After big hack, new grading & attendance plan

- BY MICHAEL ELSEN-ROONEY

The city Education Department is planning to roll out its own online grading and attendance system to replace a widely-used platform that was hacked earlier this year, exposing the personal informatio­n of nearly one million students.

The new system, developed by the agency’s IT team, will launch in beta form for 100 schools this June, and will be available to all schools before the start of next school year, DOE officials said Thursday.

City schools won’t be required to switch to the free new system, but the DOE is “strongly encouragin­g” it.

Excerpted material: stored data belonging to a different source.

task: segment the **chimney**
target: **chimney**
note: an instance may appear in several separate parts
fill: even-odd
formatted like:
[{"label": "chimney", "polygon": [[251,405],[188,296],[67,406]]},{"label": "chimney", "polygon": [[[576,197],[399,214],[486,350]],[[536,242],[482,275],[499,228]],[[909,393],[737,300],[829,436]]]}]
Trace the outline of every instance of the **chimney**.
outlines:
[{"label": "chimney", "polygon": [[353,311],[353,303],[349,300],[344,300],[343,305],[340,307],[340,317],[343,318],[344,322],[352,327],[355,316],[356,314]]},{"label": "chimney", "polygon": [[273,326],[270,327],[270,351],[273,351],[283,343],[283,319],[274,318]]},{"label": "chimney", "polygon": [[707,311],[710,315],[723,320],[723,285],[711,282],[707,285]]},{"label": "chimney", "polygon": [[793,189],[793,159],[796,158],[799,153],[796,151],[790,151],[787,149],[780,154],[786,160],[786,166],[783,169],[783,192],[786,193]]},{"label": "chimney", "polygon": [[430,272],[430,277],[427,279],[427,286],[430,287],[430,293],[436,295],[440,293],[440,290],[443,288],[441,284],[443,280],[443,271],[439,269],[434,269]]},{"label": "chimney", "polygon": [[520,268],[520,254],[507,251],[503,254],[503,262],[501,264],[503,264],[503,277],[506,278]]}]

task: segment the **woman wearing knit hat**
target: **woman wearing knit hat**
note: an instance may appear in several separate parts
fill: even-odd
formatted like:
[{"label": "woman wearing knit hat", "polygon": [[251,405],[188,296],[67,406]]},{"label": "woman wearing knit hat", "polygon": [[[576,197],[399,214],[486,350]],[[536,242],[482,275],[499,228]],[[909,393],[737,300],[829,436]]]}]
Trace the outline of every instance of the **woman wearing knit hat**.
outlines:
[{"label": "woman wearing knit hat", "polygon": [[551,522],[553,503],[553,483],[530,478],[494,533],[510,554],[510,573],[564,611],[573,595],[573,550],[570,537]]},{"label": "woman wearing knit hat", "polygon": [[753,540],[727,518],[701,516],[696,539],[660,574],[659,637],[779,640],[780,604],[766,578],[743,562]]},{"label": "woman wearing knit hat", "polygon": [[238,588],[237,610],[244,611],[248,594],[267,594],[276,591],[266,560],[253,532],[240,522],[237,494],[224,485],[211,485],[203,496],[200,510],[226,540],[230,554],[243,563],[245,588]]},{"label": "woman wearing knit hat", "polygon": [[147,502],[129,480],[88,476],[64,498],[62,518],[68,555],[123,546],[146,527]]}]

“This new platform is safer and was designed alongside our outstandin­g educators to ensure it meets their needs and frees them from spending time on unnecessar­y administra­tive busy work,” said schools Chancellor David Banks.

The DOE was already working on building its own grading and attendance platform before the data breach, but the task took on added urgency in January when Skedula and PupilPath — the grading, attendance and messaging platform used by hundreds of city schools — abruptly went offline following a hack.

The weekslong outage caused massive disruption for educators and families, and Illuminate Education, the California-based company behind the software, revealed that personal data for about 800,000 students was compromise­d in the hack.

DOE officials said they learned that Illuminate did not to encrypt some of the student informatio­n stored on the platform, despite promising it was secure.

Tom Liam Lynch, a former DOE technology official and education policy director at the Center for NYC Affairs, said having its own platform will allow the DOE to more tightly control cybersecur­ity measures.

“Our children’s personal informatio­n is too important to mess around with,” he said. “As shiny and alluring as ed tech products can be, it is nearly impossible to hold companies accountabl­e for their security and ethics protocols.”

Queens high school teacher Bobson Wong said he supports the idea of an inhouse DOE gradebook, but hopes it will be a smooth user experience, given the agency’s track record “clunky and confusing” technology.

DOE officials said they solicited input from 500 schools in developing the programs — one of which will track grades and attendance, and the other of which will allow teachers to send texts and emails to parents.

DOE Chief Informatio­n Officer Anuraag Sharma said they began holding demos of the product for teachers and principals in March. The programs will be able to sync with a range of other DOE platforms.

Students and parents will be able to view grades and attendance records teachers post to the platform through their NYC School Accounts.